2013 yılında ABD’de müzik dünyasını sarsan bir intihal davası yaşandı. Pharrell Williams’ın Robin Thicke için yaptığı “Blurred Lines” şarkısını Marvin Gaye’in varisleri mahkemeye taşıdı. İddiaları bu şarkının Gaye’in “Got to Give It Up” parçasından fazla esinlendiğiydi. İki şarkının da çalınmadığı mahkemenin sonunda “Blurred Lines” eşi benzeri görülmemiş bir tazminata mahkûm edildi. Sonradan temyize gitti, rakam azaldı ama mahkemenin ilk kararı alışılmadıktı: İki şarkının “feel”i yani “hissiyatı” birbirine benziyordu. İkisi de kalabalık insan sesiyle başlıyor ve benzer ritmde ilerliyor, birebir aynı olmasa da eğitilmemiş bir kulak bile ikisini arka arkaya duyduğunda benzerliği “hissediyor.”
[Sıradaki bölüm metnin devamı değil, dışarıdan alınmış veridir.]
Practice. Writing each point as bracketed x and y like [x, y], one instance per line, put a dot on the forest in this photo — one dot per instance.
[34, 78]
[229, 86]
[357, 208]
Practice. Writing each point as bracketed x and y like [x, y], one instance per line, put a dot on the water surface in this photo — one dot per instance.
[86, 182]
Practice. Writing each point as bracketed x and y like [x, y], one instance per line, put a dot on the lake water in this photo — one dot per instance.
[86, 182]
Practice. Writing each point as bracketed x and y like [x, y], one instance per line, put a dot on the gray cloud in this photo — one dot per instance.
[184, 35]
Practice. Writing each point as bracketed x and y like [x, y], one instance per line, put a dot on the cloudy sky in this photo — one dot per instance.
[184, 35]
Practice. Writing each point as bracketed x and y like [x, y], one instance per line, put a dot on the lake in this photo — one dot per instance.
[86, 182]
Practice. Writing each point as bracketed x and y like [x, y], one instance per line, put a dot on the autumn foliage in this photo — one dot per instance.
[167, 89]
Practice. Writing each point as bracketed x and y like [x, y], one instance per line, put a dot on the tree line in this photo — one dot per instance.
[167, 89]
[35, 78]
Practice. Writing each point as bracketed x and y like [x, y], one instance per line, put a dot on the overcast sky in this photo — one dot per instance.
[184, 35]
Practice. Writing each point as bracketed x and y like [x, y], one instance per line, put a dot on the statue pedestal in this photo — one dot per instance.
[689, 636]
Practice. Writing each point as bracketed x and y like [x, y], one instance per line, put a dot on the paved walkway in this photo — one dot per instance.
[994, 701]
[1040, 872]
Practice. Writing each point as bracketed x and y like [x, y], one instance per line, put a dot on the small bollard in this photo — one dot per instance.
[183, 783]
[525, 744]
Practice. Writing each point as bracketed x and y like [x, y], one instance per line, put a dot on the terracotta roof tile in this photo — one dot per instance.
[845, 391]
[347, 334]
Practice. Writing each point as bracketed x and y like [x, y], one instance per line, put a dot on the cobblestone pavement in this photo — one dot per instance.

Bu örneği daha önce de verdim. İnsanın kendi kendinden de alıntı yapması intihal sayılıyor, ama ben bu sefer farklı cümleler kullandım ve kaynak belirtiyorum.

YENİ BİR SÖZCÜK

İntihal klasik tanımına göre birebir ya da azıcık değiştirerek başkasının cümleleri kullanmak, kaynak göstermemek, tırnak içine almamak. Akademik araştırmalarda emeği, sonucu, edebiyatta karakterleri, olay örgüsünü, konuyu, dili çalmak intihal olarak kabul ediliyor.

Bugün galiba yeni bir evrensel intihal tanımına ihtiyaç var. Belki çoğu zaman “intihal” dediğimiz hissi benzerliktir. Ama tabii mahkemenin kanaatine göre bunun de bir bedeli var.

New York Times yazarı ve dil bilimci John McWorther son günlerde Harvard başkanı Claudine Gay’in “intihalden”dolayı istifaya zorlanmasından yola çıkarak kimi durumlarda intihal yerine yeni bir kelime kullanmamızı öneriyor. Özellikle akademik makalelerde pek çok araştırmacının kullandığı bazı kalıplaşmış ifadeler, cümleler var. Bu cümlelerin hemen hepsi şablona dönüşmüş, standart metinler: “Bu konuda daha fazla araştırma yapılması gerekiyor,” gibi. Pek çok makalede böyle cümlelere rastlamak mümkün. Çoğu zaman bilmeden, bilinçaltından, adeta refleks gibi yazılıyorlar. Genellikle de giriş, metodoloji ya da literatür tarama kısmında yer alıyorlar.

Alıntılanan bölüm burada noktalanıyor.